Just the other day I was checking out prices at chain stores and local independently owned markets for this article, and a homeless man stopped me on the street and asked for a handout - $3.00 for a fast food lunch, pointing to a national chain we had stopped in front of. Food inflation and its impact has also registered on the observant hungry. No longer is a request for 50 cents or a dollar adequate these days. So how are our hungry, homeless, unemployed and underemployed doing if the sustenance of life is becoming unaffordable?

We can't blame our President for this one: he has had no control over the weather, although some might disagree. But he can get cracking on alternative energy sources, for fuel costs have also affected the heating bill in private homes and apartment buildings, along with electricity and other increased property maintenance costs.

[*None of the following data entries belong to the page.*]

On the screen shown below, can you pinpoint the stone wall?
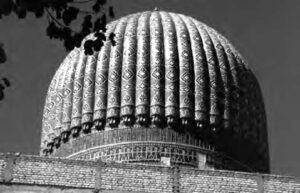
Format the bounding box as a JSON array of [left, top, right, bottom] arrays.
[[0, 153, 299, 193]]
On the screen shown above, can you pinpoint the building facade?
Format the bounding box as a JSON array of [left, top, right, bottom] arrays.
[[1, 10, 300, 192]]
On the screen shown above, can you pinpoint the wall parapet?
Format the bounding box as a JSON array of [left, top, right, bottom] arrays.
[[0, 153, 299, 192]]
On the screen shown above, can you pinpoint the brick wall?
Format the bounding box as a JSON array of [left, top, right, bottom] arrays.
[[99, 163, 173, 193], [0, 158, 6, 179], [0, 153, 97, 188], [12, 156, 96, 188], [263, 175, 300, 192], [0, 153, 299, 193], [180, 167, 258, 192]]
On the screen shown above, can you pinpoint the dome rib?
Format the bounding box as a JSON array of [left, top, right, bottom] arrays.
[[120, 13, 139, 121], [205, 24, 228, 127], [81, 51, 98, 128], [170, 13, 194, 122], [160, 12, 179, 121], [55, 59, 69, 138], [42, 63, 62, 145], [186, 17, 210, 125], [149, 11, 165, 118], [106, 16, 128, 121], [196, 21, 220, 126], [213, 32, 235, 128], [54, 58, 66, 139], [70, 50, 87, 129], [135, 12, 151, 119], [205, 25, 242, 125], [93, 21, 118, 124], [61, 50, 79, 134]]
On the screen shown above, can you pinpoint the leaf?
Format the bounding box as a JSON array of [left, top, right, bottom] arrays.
[[95, 32, 106, 41], [109, 33, 116, 46], [62, 6, 79, 25], [61, 27, 71, 40], [92, 2, 100, 13], [0, 0, 14, 16], [97, 0, 107, 6], [93, 17, 106, 32], [64, 37, 75, 51], [81, 14, 93, 36], [108, 6, 114, 18], [84, 39, 94, 55], [93, 37, 103, 52], [15, 7, 27, 19], [100, 14, 106, 27], [46, 22, 56, 39], [2, 78, 10, 87], [46, 22, 65, 40], [0, 86, 4, 101], [0, 44, 7, 63], [34, 8, 44, 18]]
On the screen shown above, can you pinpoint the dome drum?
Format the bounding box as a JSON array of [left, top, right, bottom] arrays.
[[49, 126, 252, 171]]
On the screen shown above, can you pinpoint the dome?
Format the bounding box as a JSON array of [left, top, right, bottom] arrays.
[[41, 11, 269, 172]]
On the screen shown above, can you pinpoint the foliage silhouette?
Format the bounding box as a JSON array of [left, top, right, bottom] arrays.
[[0, 0, 115, 101]]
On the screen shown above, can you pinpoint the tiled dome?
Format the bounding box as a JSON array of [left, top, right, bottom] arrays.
[[41, 11, 269, 172]]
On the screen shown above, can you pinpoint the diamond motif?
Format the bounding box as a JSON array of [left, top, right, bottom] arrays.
[[138, 67, 148, 79], [84, 78, 93, 87], [63, 89, 71, 97], [181, 50, 189, 59], [102, 54, 108, 61], [169, 85, 175, 90], [152, 67, 163, 79], [216, 43, 223, 50], [181, 72, 190, 83], [195, 53, 203, 62], [109, 71, 119, 82], [166, 59, 176, 67], [195, 76, 203, 85], [109, 86, 117, 91], [123, 69, 134, 80], [55, 95, 62, 103], [74, 82, 82, 92], [208, 58, 216, 65], [127, 47, 135, 57], [166, 71, 175, 80], [115, 50, 122, 58], [96, 74, 107, 85], [180, 32, 187, 38], [139, 83, 146, 89], [205, 39, 211, 45], [153, 84, 160, 89]]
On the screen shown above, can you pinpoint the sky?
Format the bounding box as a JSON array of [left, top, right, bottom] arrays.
[[0, 0, 299, 177]]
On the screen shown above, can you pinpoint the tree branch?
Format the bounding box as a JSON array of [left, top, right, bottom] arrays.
[[78, 9, 96, 14], [45, 8, 66, 28], [71, 0, 95, 4]]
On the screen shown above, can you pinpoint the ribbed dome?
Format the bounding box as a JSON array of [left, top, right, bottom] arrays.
[[41, 11, 269, 172]]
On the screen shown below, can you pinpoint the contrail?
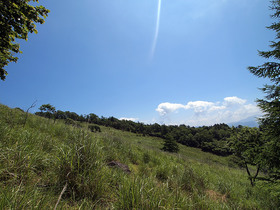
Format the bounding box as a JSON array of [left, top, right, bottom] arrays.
[[150, 0, 162, 60]]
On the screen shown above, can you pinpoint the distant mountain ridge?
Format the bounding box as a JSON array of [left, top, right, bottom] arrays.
[[227, 116, 260, 127]]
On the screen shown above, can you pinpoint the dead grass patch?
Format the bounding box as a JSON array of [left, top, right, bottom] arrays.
[[206, 190, 227, 202]]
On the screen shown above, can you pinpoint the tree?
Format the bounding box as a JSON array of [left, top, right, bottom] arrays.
[[39, 104, 56, 120], [162, 134, 179, 153], [88, 113, 99, 124], [248, 0, 280, 179], [230, 127, 264, 186], [55, 110, 67, 120], [0, 0, 49, 81]]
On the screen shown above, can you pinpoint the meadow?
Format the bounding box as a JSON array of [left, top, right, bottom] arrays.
[[0, 104, 279, 209]]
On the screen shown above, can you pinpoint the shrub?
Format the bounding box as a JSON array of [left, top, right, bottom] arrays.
[[88, 125, 101, 132]]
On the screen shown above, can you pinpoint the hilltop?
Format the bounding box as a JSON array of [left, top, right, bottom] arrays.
[[0, 104, 278, 209]]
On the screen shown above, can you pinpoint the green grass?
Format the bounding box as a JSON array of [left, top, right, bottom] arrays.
[[0, 104, 279, 209]]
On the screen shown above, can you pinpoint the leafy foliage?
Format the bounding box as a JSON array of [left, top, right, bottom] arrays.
[[230, 127, 264, 186], [38, 104, 56, 119], [0, 0, 49, 80], [248, 0, 280, 180]]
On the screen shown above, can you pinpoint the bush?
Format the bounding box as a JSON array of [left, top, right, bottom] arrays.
[[88, 125, 101, 132]]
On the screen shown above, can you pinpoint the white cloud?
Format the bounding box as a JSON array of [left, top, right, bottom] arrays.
[[185, 101, 215, 113], [209, 105, 226, 111], [119, 117, 138, 122], [156, 102, 186, 116], [156, 101, 216, 116], [223, 96, 246, 105], [155, 96, 262, 126]]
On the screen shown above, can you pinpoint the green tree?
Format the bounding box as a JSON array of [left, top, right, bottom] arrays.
[[248, 0, 280, 179], [88, 113, 99, 124], [0, 0, 49, 81], [230, 127, 264, 186], [162, 134, 179, 153], [39, 104, 56, 119]]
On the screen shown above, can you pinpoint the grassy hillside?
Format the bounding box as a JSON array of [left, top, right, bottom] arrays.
[[0, 104, 278, 209]]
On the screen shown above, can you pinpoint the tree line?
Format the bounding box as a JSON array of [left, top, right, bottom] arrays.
[[35, 104, 242, 156]]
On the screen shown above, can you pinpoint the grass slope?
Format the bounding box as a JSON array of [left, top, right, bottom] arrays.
[[0, 104, 278, 209]]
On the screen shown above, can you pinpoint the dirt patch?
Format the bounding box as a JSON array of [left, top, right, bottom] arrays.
[[206, 190, 227, 202], [107, 161, 131, 173]]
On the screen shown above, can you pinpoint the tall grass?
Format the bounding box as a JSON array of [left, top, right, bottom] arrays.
[[0, 104, 279, 209]]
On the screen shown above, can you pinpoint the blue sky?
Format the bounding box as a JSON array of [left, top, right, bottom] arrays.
[[0, 0, 275, 126]]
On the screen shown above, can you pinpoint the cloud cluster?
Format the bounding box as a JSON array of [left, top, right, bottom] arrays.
[[156, 96, 261, 126], [119, 117, 138, 122]]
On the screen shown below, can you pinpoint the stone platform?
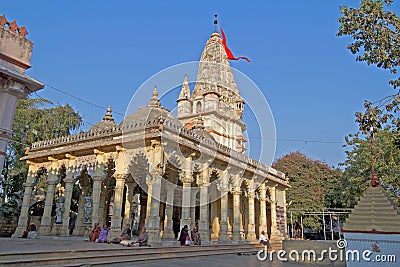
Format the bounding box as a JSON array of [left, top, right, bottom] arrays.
[[0, 237, 287, 266]]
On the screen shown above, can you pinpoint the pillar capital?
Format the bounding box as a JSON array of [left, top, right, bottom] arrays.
[[247, 193, 256, 199], [113, 173, 127, 180], [179, 170, 194, 184]]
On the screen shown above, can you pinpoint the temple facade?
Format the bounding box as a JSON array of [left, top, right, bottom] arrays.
[[13, 30, 290, 244]]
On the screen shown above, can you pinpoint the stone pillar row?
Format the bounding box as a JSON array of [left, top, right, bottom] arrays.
[[12, 159, 282, 244]]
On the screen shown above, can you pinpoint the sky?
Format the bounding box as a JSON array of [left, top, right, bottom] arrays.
[[2, 1, 398, 167]]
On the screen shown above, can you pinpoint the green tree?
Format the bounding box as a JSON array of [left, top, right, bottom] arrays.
[[0, 98, 82, 213], [338, 0, 400, 131], [273, 152, 342, 229], [341, 129, 400, 207]]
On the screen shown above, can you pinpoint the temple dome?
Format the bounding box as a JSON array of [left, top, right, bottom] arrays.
[[120, 87, 174, 128], [90, 105, 117, 132], [190, 116, 216, 143]]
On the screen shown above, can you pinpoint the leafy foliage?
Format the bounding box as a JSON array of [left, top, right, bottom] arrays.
[[1, 98, 82, 205], [338, 0, 400, 132], [341, 129, 400, 207], [273, 152, 342, 229]]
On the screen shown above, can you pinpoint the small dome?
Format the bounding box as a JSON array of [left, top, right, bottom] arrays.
[[120, 86, 174, 128], [190, 116, 216, 142], [90, 105, 117, 132]]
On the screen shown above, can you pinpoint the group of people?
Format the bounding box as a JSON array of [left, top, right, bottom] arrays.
[[178, 224, 201, 246], [88, 223, 148, 247], [89, 223, 271, 248]]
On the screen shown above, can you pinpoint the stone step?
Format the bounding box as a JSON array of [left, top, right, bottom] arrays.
[[0, 243, 267, 266]]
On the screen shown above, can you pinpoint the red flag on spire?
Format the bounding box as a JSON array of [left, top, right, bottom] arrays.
[[219, 26, 250, 62]]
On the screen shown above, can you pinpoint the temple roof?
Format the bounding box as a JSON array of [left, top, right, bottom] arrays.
[[90, 105, 117, 132], [120, 87, 172, 128], [342, 186, 400, 234], [192, 32, 240, 98]]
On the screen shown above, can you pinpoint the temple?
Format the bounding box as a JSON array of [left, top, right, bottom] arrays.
[[13, 30, 290, 244]]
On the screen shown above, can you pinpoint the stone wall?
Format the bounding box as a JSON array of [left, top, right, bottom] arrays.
[[0, 216, 18, 237]]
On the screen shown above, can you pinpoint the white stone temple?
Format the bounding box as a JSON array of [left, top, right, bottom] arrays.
[[12, 29, 290, 245]]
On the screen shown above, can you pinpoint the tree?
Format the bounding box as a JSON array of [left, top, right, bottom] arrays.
[[338, 0, 400, 207], [0, 98, 82, 213], [338, 0, 400, 131], [273, 152, 342, 229], [341, 129, 400, 207]]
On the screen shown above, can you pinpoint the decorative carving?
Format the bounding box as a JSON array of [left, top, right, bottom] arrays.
[[18, 26, 28, 37], [55, 196, 65, 224], [178, 170, 193, 184], [0, 14, 7, 27], [84, 196, 92, 224], [7, 20, 18, 32]]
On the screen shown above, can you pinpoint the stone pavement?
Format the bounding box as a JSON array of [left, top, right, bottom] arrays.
[[0, 238, 337, 266], [131, 254, 312, 267], [0, 237, 117, 253]]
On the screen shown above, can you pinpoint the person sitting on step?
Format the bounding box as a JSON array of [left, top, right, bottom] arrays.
[[259, 231, 271, 249], [27, 223, 37, 239], [89, 222, 101, 242], [95, 224, 109, 243], [128, 227, 148, 247], [108, 223, 131, 244]]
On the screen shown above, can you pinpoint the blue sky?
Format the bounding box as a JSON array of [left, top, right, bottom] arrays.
[[2, 1, 398, 167]]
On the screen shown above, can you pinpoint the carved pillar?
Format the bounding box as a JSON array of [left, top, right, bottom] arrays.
[[92, 153, 105, 227], [61, 166, 74, 236], [198, 184, 210, 242], [247, 192, 257, 240], [180, 157, 193, 229], [98, 185, 106, 225], [124, 182, 134, 227], [190, 188, 198, 227], [269, 184, 279, 240], [73, 186, 88, 236], [39, 166, 58, 235], [232, 186, 241, 241], [146, 172, 162, 242], [198, 165, 210, 242], [91, 176, 104, 227], [162, 184, 176, 239], [109, 175, 125, 239], [259, 182, 268, 234], [12, 164, 36, 238], [282, 188, 288, 238], [218, 171, 230, 241]]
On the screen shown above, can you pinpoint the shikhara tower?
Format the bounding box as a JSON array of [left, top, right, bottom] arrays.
[[177, 32, 247, 153]]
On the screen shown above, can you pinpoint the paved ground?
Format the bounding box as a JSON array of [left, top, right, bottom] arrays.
[[0, 238, 339, 266], [131, 254, 314, 267], [0, 237, 122, 253]]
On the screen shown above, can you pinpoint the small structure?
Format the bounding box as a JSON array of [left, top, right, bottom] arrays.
[[0, 14, 44, 201], [342, 186, 400, 266]]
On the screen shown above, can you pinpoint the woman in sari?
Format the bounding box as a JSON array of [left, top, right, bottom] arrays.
[[191, 225, 201, 245], [89, 223, 101, 242]]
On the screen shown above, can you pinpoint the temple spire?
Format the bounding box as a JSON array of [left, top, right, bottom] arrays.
[[102, 105, 114, 122], [148, 86, 161, 107], [178, 75, 190, 101]]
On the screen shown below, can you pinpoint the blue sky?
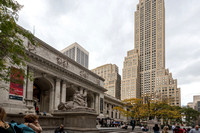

Maintenance for my apartment rose 16% last year, and is now going up next month another 4%. So, is anyone in Washington noticing any of this? The last we heard from Ben Bernanke a few months ago was that inflation was low. Yeah, right, Ben.

And after buying food, who can even afford or consider the purchase of clothes and other staples? All of this, on top of this year's excessive increases in healthcare insurance, is enough to make the strongest of us weep. Isn't there something about AFFORDABILITY in the name of the healthcare bill? Ah, yes, its new shortened name, the AFFORDABLE CARE ACT, coming up on its first anniversary since being signed into law on March 23rd of last year. DNC-sponsored celebrations will take place across the country on this Wednesday to mark the date. Personally, I think it should be called the NON-AFFORDABLE ACT, with the outrageous and un-harnessed costs of healthcare for the American family continuing this year, with no relief in sight. Higher premiums, co-pays, deductibles - healthcare is costing more while delivering less.

Will these higher costs across the board become a major issues in your campaign for re-election, Mr. President? Living in our America is just becoming too unaffordable, with flat and decreasing wages for decades butting up against rising prices for just about everything. Something has got to give.